Par Yves Buchsenschutz,
le mercredi 2 mai 2018

Contrairement à ce que l’on pourrait croire et comme nous allons le montrer, il est extrêmement simple de réduire la dépense publique.

On sait aujourd’hui par les études de l’iFRAP que le taux de prélèvements sur le secteur marchand est de 70% de la richesse produite, et que le nombre de fonctionnaires par habitant en France est parmi les plus élevés d’Europe. Ainsi en France le secteur public distribue gratuitement ou quasiment à la population [1] un certain nombre de biens, de prestations et de services qui sont de fait financés par des prélèvements soit sur les entreprises, soit sur les contribuables de toutes sortes, sous forme d’impôts, de taxes ou de cotisations. Le résultat global est une asphyxie progressive des entreprises qui perdent chaque jour en compétitivité (en particulier sur le plan international) et un exil perlé des contribuables les plus importants, lesquels sont également les investisseurs créateurs d’entreprises potentiels.

Cet effet de ciseaux, augmentation continue des dépenses publiques, diminution des contributions potentielles des entreprises et des assujettis, devrait aboutir logiquement à une paralysie globale du système. Tous les pays du monde, au moins ceux de l’OCDE, ont compris cette mécanique et ont appris à maîtriser ce glissement depuis le pic de « welfare state » de 1995 et la crise de 2008, sauf la France. [2]

Ce qui nous intéresse aujourd’hui, c’est comment en sortir ? Tous les pays, la Suède ex-champion du monde du secteur public avant la France y compris, ont résolu le problème en figeant strictement les dépenses dans un univers en croissance. Cela signifiait des recettes supplémentaires à dépense constante, donc progressivement une baisse du poids relatif de l’Etat. Le Royaume-Uni et le Canada, eux, ont agi à la fois sur la croissance des recettes et la baisse des dépenses en valeur absolue, c’est-à-dire ont dégagé l’État d’un certain nombre de domaines. Ainsi la France devrait elle aussi amorcer la pompe : a minima geler les dépenses ! et injecter de l’espoir et de la confiance.

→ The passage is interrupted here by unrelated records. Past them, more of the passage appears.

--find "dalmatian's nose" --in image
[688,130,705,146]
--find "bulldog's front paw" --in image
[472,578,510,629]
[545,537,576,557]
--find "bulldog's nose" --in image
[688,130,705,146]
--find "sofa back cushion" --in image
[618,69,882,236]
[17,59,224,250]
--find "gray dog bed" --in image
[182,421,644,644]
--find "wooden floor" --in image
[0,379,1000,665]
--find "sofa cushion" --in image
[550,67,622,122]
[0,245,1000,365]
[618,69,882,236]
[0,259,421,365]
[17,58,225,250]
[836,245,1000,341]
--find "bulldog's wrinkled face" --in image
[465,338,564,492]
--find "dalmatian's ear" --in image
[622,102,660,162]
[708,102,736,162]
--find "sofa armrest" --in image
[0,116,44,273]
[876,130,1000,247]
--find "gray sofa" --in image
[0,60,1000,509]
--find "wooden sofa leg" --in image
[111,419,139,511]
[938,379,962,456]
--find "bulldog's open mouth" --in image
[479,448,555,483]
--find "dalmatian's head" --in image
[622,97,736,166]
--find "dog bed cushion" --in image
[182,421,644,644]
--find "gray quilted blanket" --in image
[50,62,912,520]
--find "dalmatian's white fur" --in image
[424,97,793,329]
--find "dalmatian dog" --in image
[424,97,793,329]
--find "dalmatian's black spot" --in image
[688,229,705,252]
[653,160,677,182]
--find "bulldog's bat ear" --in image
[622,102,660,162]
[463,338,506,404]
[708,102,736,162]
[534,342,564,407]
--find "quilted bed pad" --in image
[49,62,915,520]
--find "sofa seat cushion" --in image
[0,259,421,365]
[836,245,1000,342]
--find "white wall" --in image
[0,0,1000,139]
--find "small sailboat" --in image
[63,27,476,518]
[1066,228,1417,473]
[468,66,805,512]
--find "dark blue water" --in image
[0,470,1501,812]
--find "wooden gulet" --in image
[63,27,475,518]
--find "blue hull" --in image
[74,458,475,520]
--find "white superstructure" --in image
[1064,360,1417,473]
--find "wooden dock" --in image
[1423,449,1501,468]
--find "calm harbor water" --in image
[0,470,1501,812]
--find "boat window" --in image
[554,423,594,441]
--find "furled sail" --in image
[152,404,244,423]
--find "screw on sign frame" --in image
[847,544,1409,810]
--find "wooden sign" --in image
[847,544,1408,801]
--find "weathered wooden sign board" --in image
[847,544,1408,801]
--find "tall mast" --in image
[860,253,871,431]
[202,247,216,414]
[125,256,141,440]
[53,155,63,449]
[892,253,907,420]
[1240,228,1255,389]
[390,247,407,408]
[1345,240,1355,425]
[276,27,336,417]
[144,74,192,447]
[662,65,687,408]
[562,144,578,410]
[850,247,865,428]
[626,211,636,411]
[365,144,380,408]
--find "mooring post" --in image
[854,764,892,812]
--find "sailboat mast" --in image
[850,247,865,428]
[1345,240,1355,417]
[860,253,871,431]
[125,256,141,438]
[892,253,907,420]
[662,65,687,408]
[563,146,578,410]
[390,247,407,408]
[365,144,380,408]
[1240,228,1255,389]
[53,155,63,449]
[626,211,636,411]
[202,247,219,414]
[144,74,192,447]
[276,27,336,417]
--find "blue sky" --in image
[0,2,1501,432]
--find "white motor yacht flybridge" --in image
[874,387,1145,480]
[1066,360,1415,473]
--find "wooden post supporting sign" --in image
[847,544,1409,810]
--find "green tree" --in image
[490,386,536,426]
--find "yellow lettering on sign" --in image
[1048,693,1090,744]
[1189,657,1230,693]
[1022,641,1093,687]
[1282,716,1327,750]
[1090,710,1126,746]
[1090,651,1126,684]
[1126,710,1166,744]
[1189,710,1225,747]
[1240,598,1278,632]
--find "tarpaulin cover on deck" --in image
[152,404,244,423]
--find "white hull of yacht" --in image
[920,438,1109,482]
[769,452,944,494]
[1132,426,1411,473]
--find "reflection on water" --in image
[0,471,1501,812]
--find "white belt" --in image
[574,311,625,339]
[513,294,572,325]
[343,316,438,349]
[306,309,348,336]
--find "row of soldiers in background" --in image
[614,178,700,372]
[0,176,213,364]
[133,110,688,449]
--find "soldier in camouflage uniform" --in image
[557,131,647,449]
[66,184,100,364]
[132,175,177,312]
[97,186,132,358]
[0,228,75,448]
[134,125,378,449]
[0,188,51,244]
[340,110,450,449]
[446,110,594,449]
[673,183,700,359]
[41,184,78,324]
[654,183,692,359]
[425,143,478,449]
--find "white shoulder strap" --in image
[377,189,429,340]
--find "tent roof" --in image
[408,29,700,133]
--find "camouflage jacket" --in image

Que pouvons-nous observer depuis l’entrée en fonction de notre président il y a un an ? Une attitude et un climat délibérément optimistes, lesquels ont eu un effet psychologique positif sur les créateurs de richesse et les entreprises. La transformation de l’ISF en IFI, ainsi que l’instauration d’un taux unique de 30% sur les plus-values et les dividendes ont crédibilisé cette volonté d’avancer. L’accumulation des autres projets de réformes a également donné l’impression que quelque chose avait changé. Mais l’effort de la France semble s’arrêter là.

En effet, entre les projets et la réalisation finale, l’écart s’est le plus souvent révélé béant. Un seul exemple : Notre-Dame des Landes ! Que l’État français se contente en définitive de la vague signature de trois barbus et deux égéries pour leur faire cadeau, non seulement d’un projet d’aéroport à 1 milliard d’euros, mais au bout du compte également de la propriété d’un domaine public, voire pire, expropriés à d’autres citoyens, peut rendre perplexe sur notre interprétation de la notion d’égalité et de démocratie.

Et de ce point de vue, les Français voudraient voir des résultats plutôt que des explications.

Ceci sans compter un certain nombre de dossiers plus ou moins discrets qui donnent l’impression de vouloir reprendre d’une main ce que l’on a donné de l’autre : nous rangeons volontiers dans cette catégorie :
 l’augmentation des taxes sur l’essence ;
 la nouvelle limitation à 80 kilomètres/heure ;
 le prélèvement à la source « délégué » aux entreprises ;
 les déclarations, payantes, de l’actionnaire majoritaire dans une entreprise ;
 l’augmentation des PV ;
 l’augmentation non compensée de la CSG pour les retraités ;
 la taxe d’habitation des résidences secondaires ;
 la visite de sécurité renforcée des véhicules ;
 etc.

Ce n’est certainement pas comme cela qu’on va y arriver !

Pour résoudre une crise des ciseaux de ce type il n’y a pas trente-six solutions : la première mesure à prendre et au demeurant la plus puissante est d’améliorer les recettes à pression fiscale constante… c’est possible. L’entreprise (et le contribuable investisseur) se mettront davantage en marche s’ils constatent que la machine à prélever est stoppée. De plus, si l’État veut que les entreprises prélèvent l’impôt à sa place, alors il doit compenser cette prestation effectuée par les entreprises. Concrètement, cela veut dire améliorer leur financement, mais aussi les accompagner dans l’innovation, le développement, l’amélioration des marges, et l’exportation. L’augmentation des recettes fiscales viendra, naturellement, du développement de l’activité des entreprises. [3]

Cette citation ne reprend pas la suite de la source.